Лесничиха снова заняла лесной «трон» и усадила у ног девочек. На поляну, осадив коня, ворвался молодой конник в кавалерийской фуражке дедовских времен, с красным околышем, с кривой, как серп, саблей на перевязи, и с каким-то длинноствольным пистолетом за поясом.

— Кузьма, казак! — кивнула на приезжего лесничиха и спросила: — Чего привез?

— Беду, Спиридоновна, — отозвался приезжий, — кличь наших. — И, бросив поводья, лихо соскочил с коня.

Кукушка «прокуковала», ей ответили, и на поляне снова появилась Киселева.

Приезжий был немногословен: немцы пиченевских в Германию угоняют. Составили списки, а трое сбежали. Если завтра не вернутся… капут… каждому десятому…
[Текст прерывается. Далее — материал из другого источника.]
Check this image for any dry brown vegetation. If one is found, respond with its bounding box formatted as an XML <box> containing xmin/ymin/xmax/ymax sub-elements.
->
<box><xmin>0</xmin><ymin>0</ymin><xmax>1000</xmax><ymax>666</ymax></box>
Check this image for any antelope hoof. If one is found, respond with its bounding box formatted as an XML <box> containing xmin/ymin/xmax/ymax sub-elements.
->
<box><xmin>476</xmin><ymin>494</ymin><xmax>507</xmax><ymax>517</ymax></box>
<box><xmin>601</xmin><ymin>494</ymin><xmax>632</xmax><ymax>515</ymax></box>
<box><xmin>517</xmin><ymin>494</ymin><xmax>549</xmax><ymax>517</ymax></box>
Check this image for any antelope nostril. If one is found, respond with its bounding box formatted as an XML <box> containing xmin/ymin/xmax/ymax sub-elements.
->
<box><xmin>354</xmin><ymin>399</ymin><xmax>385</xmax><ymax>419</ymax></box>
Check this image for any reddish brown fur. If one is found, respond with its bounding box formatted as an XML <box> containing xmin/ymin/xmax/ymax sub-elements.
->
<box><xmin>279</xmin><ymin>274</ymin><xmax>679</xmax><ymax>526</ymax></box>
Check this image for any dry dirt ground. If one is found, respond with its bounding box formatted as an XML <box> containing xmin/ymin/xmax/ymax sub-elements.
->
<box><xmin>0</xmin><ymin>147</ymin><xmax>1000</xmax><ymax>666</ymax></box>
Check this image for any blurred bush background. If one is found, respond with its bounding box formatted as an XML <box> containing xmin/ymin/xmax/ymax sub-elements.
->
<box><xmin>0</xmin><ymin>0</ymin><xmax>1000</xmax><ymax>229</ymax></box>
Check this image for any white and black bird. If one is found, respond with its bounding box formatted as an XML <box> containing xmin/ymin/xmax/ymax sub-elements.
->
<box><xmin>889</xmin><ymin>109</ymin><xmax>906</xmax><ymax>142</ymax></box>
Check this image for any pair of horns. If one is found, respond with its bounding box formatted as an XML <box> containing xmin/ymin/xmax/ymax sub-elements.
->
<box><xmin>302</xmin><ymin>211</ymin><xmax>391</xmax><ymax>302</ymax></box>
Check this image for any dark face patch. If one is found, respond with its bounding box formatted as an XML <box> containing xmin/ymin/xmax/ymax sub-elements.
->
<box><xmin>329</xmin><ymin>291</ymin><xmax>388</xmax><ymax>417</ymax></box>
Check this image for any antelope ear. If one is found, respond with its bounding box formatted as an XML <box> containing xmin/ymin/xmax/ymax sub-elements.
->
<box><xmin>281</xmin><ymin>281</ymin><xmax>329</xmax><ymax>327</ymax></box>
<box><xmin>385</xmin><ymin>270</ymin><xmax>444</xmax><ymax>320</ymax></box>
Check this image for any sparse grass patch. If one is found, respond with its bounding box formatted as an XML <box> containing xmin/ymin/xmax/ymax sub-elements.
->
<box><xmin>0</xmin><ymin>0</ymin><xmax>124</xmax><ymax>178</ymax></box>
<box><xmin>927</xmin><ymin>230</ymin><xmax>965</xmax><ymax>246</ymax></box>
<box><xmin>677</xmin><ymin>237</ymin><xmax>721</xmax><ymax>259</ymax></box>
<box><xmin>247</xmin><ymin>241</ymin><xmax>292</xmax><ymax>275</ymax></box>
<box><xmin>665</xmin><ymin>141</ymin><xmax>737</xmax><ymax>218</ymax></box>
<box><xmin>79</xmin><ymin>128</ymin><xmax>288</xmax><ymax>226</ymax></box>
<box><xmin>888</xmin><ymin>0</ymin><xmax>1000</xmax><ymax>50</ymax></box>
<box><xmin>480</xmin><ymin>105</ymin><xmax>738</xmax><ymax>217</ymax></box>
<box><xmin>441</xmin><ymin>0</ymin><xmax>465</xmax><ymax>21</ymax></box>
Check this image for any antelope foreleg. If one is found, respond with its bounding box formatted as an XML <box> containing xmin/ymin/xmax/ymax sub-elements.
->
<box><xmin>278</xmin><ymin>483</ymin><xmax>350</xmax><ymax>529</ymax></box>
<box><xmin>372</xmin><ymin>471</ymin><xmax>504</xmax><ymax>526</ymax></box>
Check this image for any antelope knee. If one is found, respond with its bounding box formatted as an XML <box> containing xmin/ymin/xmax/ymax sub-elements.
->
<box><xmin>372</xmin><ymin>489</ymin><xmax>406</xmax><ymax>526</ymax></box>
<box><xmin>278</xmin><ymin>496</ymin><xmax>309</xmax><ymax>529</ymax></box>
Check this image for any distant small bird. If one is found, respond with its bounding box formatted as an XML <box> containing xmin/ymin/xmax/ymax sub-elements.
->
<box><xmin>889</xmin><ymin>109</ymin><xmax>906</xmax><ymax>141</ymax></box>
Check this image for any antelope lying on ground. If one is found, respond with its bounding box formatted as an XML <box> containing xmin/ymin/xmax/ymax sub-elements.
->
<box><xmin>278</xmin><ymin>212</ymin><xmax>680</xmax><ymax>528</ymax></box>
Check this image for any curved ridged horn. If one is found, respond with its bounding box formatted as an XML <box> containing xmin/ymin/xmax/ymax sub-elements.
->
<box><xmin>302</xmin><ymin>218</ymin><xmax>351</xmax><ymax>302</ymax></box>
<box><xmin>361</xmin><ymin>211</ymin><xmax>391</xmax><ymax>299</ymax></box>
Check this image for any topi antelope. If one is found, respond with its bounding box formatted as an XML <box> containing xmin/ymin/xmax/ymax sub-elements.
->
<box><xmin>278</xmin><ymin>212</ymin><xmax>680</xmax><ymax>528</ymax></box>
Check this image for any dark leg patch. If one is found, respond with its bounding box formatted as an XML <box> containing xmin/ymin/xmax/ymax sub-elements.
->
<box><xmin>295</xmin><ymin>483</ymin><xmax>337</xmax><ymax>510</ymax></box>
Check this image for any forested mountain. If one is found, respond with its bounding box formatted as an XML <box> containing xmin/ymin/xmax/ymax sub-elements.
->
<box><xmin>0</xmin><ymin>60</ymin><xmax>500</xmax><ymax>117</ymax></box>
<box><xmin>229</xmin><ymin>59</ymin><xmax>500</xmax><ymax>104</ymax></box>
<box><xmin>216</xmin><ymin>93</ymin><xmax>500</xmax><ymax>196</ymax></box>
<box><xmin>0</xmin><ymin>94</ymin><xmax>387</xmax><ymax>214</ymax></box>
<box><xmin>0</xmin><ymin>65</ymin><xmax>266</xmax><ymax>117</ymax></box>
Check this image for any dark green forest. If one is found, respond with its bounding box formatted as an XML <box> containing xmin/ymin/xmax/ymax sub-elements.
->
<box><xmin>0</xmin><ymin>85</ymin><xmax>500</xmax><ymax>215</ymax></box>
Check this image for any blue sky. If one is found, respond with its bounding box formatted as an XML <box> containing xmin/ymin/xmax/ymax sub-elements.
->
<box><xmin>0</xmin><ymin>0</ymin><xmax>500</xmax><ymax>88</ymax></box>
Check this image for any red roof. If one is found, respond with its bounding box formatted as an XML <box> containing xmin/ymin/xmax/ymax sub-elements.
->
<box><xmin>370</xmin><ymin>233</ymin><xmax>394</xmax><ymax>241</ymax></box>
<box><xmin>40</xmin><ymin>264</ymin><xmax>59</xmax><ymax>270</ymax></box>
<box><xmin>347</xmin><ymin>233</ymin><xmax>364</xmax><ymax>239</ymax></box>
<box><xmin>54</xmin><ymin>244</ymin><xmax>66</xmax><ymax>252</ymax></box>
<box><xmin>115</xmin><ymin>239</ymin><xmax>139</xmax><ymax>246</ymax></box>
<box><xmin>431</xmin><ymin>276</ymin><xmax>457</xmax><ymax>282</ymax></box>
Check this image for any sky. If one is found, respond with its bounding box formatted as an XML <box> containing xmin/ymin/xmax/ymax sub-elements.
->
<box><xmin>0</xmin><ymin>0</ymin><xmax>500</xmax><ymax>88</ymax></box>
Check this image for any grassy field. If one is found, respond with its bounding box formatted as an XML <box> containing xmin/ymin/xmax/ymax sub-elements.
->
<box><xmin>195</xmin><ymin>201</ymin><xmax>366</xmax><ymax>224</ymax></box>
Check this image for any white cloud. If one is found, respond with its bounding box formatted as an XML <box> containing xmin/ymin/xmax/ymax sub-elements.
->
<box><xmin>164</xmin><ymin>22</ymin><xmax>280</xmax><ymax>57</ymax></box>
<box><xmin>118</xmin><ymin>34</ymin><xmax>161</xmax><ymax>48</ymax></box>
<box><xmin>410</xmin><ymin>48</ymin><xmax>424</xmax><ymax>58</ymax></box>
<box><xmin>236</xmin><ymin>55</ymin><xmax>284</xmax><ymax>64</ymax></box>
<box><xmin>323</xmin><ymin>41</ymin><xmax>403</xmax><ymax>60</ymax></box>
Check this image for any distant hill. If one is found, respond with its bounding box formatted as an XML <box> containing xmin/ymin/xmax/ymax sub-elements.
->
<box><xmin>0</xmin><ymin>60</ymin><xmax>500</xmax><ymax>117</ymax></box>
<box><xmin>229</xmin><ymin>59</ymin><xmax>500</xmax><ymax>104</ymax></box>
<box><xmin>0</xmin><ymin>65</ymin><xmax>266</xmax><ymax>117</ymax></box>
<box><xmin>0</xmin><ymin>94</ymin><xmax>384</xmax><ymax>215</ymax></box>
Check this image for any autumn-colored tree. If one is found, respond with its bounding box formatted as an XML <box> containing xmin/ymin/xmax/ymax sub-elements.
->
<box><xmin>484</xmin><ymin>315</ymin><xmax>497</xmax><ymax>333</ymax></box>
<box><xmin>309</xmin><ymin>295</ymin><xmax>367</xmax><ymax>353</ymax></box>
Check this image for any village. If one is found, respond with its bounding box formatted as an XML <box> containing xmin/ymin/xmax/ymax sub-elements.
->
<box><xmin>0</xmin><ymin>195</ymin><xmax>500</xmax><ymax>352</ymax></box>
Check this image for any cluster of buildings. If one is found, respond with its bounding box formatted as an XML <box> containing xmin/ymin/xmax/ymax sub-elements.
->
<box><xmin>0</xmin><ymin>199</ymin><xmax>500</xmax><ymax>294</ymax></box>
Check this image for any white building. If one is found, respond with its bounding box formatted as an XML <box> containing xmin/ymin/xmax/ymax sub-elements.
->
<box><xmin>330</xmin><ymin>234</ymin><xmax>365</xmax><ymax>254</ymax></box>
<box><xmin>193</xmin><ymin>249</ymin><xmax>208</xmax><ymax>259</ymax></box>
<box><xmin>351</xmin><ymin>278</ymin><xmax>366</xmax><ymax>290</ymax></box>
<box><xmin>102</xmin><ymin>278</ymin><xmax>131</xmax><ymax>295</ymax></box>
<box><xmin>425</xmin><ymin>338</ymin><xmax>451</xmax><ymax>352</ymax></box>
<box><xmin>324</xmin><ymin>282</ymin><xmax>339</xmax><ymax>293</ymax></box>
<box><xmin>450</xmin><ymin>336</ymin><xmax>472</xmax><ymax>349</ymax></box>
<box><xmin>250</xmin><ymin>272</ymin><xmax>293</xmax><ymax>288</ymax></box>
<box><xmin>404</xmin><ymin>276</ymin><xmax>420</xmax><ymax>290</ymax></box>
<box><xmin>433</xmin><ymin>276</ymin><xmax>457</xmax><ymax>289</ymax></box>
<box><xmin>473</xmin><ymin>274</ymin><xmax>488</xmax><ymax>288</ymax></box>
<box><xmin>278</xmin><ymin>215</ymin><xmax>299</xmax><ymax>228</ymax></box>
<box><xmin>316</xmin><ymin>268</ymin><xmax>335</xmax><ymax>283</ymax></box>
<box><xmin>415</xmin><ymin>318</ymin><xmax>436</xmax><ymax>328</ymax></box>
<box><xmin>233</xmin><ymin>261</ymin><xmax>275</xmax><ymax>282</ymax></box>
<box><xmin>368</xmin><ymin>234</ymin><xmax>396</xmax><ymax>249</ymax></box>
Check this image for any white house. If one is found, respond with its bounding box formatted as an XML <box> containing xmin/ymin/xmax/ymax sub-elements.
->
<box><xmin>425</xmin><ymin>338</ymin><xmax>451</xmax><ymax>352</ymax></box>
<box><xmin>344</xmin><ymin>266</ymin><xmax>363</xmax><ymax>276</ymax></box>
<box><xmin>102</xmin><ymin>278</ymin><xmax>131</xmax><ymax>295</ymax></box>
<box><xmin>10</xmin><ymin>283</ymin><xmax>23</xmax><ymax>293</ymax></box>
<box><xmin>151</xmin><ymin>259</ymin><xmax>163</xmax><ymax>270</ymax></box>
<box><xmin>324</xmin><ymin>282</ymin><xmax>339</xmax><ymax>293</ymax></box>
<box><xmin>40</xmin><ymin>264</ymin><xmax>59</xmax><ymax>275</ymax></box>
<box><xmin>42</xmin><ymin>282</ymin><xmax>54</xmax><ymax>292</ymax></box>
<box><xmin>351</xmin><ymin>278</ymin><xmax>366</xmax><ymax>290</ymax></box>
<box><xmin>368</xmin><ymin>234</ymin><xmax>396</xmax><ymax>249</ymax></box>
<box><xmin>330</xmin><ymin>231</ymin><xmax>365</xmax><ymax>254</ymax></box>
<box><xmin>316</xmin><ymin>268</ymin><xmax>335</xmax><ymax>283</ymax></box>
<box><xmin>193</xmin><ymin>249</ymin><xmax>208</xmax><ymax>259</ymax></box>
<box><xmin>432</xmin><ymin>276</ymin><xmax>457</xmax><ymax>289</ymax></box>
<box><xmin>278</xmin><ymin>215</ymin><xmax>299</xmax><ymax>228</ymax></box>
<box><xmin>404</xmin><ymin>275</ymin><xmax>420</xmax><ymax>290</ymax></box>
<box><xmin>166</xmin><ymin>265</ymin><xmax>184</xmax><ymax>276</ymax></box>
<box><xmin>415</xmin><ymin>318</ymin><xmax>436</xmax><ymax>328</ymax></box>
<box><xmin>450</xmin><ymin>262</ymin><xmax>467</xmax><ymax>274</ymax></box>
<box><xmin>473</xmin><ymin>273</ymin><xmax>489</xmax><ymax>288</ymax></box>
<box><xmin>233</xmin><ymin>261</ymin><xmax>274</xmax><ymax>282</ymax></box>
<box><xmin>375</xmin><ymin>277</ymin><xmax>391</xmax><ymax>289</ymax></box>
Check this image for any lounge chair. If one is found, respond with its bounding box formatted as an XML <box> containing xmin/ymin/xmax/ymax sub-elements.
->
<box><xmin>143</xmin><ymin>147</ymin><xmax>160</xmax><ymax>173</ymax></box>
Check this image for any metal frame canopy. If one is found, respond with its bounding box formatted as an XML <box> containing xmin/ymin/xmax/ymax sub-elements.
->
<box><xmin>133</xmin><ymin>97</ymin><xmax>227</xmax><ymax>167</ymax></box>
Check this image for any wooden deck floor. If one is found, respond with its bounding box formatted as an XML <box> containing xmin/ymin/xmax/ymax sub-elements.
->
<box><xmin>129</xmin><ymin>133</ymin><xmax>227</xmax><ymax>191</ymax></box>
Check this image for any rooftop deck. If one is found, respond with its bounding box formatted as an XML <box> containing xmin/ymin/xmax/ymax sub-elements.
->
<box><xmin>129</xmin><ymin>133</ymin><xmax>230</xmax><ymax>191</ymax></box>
Лара, услышав, ахнула и кинулась в лес.

— Стой! — крикнула комиссар Киселева, и окружающие, вздрогнув, с уважением подумали о силе, которая таилась в ее голосе. Ну, а про Лару и говорить нечего. Голос, догнав ее, как гвоздем прибил к месту. — Вернись, — позвал он, и Лара, вернувшись, остановилась перед комиссаром, потупив взор и тяжело дыша. — Ты куда?

— Туда, — кивнула девочка за спину. — К ним… Спасать… Из-за нас они…

— Нет, — сказала комиссар. — Не из-за вас. Из-за Гитлера. А спасти их мы тебе поможем…

И поляна снова опустела. Партизаны разбрелись по лесу и заняли наблюдательные посты. А штаб, включая Лару, сел (буквально на моховых подушечках под сосной-вековухой) за разработку операции по спасению пиченевских невольниц.